A Hostile Legacy for Blacks

BY MARY McGRORY

With regard to black America, President Reagan leaves office just the way he came in, with much rancor on both sides. Blacks are conspicuously dry-eyed, while the rest of the country puddles up over his departure.

He professes to be baffled and hurt by black criticism.

He has apparently forgotten his record.

He has adopted policies that have been consistently, even blatantly, hostile to black citizens. Then when they protest, he turns around and accuses them of prejudice against him.

One of his first acts in office was to try to obtain a tax exemption for Bob Jones University, a segregated southern school. It wasn't that he was bigoted, he said. He just had this purist desire to have Congress -- whose counsel on other matters he so vehemently rejected -- decide an important fiscal matter.

In the commotion that ensued, he had his press secretary say how upset he that anyone could dream he was prejudiced.

In his eight years in office, he has taken actions that suggest that if he is not a bigot, he might as well have been one as far as blacks were concerned.

He stripped the U.S. Civil Rights Commission of its key members and its powers. The chief of the Civil Rights Division of the Justice Department, William Bradford Reynolds, found almost no examples of discrimination in school segregation, voting rights
and other areas of civil rights sensitivities.

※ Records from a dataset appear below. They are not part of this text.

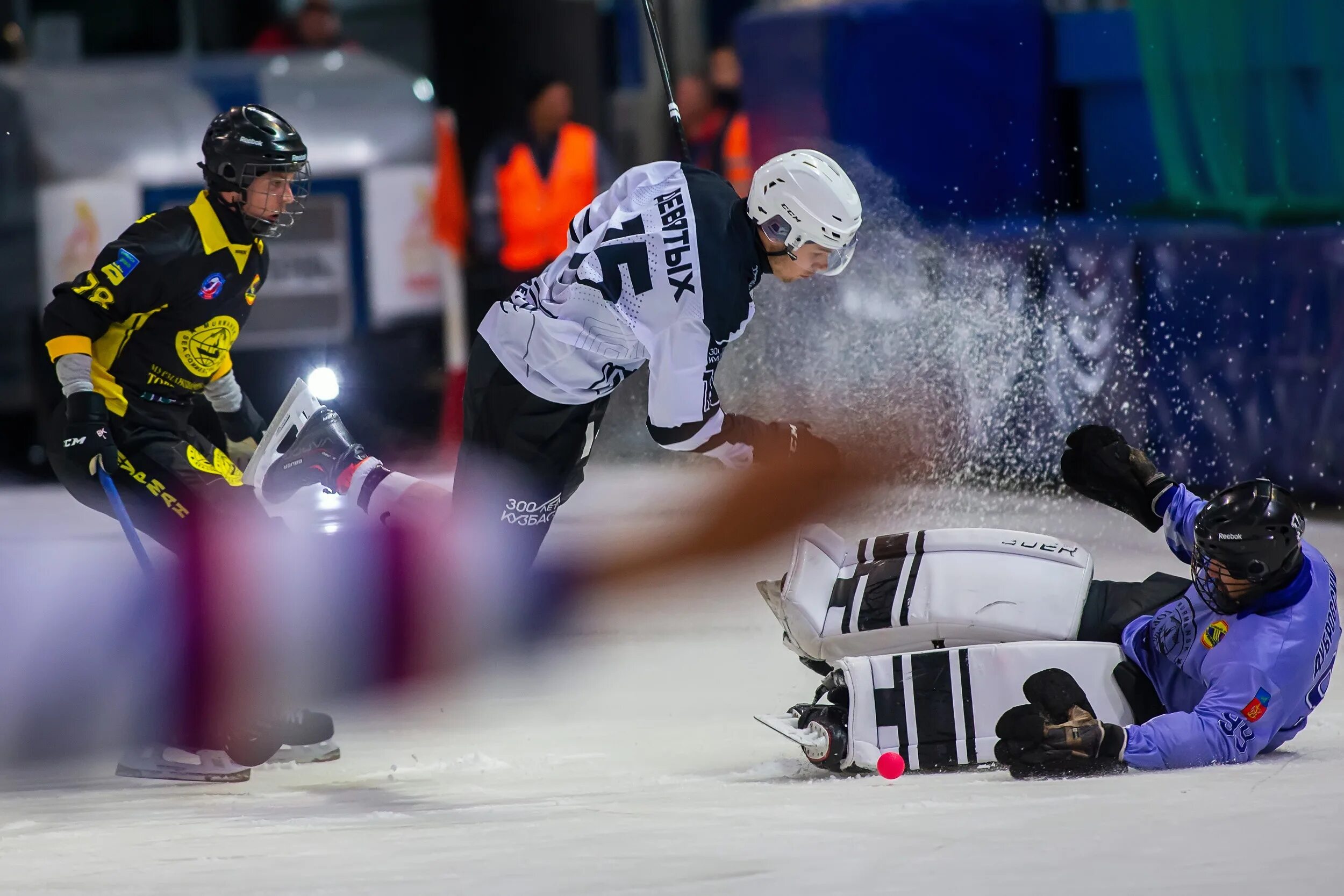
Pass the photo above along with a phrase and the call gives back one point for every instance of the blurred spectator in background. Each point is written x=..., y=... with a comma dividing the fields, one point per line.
x=714, y=121
x=530, y=183
x=316, y=26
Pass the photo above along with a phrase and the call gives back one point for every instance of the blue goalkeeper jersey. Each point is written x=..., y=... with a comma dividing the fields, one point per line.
x=1234, y=685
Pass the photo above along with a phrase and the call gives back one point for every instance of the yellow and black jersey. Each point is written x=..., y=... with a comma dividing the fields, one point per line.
x=160, y=310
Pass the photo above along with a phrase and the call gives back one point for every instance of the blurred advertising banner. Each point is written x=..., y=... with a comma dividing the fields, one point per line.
x=404, y=267
x=77, y=218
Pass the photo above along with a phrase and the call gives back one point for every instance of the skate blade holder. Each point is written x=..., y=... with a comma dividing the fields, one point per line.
x=294, y=413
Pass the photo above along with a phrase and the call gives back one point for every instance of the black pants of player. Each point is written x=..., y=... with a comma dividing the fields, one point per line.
x=510, y=436
x=1111, y=606
x=163, y=478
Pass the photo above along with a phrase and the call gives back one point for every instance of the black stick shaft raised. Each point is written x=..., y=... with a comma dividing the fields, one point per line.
x=667, y=80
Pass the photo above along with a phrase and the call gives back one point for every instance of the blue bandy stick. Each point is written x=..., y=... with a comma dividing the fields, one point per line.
x=119, y=510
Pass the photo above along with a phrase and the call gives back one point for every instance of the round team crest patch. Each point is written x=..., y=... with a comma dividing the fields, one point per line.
x=203, y=350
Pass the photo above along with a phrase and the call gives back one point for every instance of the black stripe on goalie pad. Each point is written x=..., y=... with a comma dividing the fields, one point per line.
x=880, y=596
x=890, y=704
x=936, y=726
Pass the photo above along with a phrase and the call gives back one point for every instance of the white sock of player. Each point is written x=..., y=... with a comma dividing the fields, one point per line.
x=378, y=489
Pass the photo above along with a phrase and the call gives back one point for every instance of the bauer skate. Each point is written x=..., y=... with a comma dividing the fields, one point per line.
x=163, y=762
x=308, y=738
x=323, y=453
x=820, y=728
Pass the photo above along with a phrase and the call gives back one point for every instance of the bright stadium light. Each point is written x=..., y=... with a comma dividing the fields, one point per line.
x=323, y=385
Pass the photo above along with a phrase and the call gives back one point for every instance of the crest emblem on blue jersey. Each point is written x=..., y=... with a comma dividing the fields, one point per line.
x=1257, y=707
x=1213, y=634
x=210, y=286
x=125, y=262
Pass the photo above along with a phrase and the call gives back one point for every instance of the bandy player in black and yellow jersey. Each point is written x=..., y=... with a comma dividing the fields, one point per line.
x=136, y=339
x=149, y=327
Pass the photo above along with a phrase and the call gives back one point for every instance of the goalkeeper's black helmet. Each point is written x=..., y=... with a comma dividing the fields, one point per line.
x=1254, y=532
x=251, y=141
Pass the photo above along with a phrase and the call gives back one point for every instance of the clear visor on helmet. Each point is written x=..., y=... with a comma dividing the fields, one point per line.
x=273, y=195
x=778, y=230
x=839, y=259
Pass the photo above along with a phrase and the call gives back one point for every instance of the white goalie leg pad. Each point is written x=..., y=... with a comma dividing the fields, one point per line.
x=939, y=708
x=931, y=589
x=294, y=413
x=803, y=601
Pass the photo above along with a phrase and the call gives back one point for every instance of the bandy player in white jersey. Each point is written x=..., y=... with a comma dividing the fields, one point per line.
x=660, y=270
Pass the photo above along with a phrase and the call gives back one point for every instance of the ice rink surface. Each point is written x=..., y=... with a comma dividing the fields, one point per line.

The Citizens Commission on Civil Rights, a bipartisan organization formed to take the place of the official body, cited "an across-the-board breakdown in the machinery constructed by six previous administrations to protect civil rights."

He tried to gut the Voting Rights Extension Act of 1982. The then-Senate majority leader Robert Dole, stepped in and foiled the attempt.

He defamed the Rev. Martin Luther King Jr., the martyred Moses of his people. When Sen. Jesse Helms (R-N.C.), trying to block a national holiday in King's honor, questioned King's loyalty on the basis of sealed FBI records, Reagan, at a news conference,
defended Helms' "sincerity." When asked if he thought that King was a communist, he replied snidely, "We'll know in about 35 years, won't we?"

He met just once with members of the Black Congressional Caucus.

In his most serious insult to blacks, Reagan nominated appeals court Judge Robert Bork to the Supreme Court in 1987. Bork, a quirky and prolific conservative, had said, among other things, that the public accommodations section of the Civil Rights Act embodies "a principle of unsurpassed ugliness."

Yet Reagan professes to be baffled by the silence in the black section during the national chorus of hosannas, as he moves from one farewell to the next, taking bows before the Cabinet, the Congress, the military, and during his Saturday radio broadcasts.

On "60 minutes," in an interview with Mike Wallace, he launched one last poisoned arrow against the holdouts.

"Sometimes I wonder if they really mean what they say, because some of those leaders are doing very well leading organizations based on keeping alive the feeling that they're victims of prejudice."

That's a mean thing to say. Blacks, like everyone else, have their opportunists, but to suggest that there could be no other basis for regarding Reagan as a disaster for blacks just doesn't wash. It was like his swipe at the homeless, who also mar the picture he painted in his farewell address of a nation without troubles. He, of course, will soon live in a California mansion purchased for him by his friends.

To Mike Wallace, he once again defended himself against the charge that is never made: that he is a bigot. He cited his endorsement, as a young sportscaster, of letting blacks play baseball in the major leagues.

The old actor's timing, on the eve of Martin Luther King's holiday, was abysmal.

In a commemorative National Public Radio program for the King holiday, Roger Wilkins called Reagan "an ignorant savage" when it comes to black problems and concerns.

Wilkins and fellow-participants Eleanor Holmes Norton and Taylor Branch, author of "Parting the Waters," an epic new biography of King, voiced the hope that things will be better in the presidency of George Bush.

At least the president-elect observed King's birthday by telling black leaders he will devote himself to making King's dream of justice and peace come true. He sent his erstwhile campaign manager, Lee Atwater, now Republican National Committee chairman, to the Ebenezer Baptist Church to say the same thing to King's old congregation.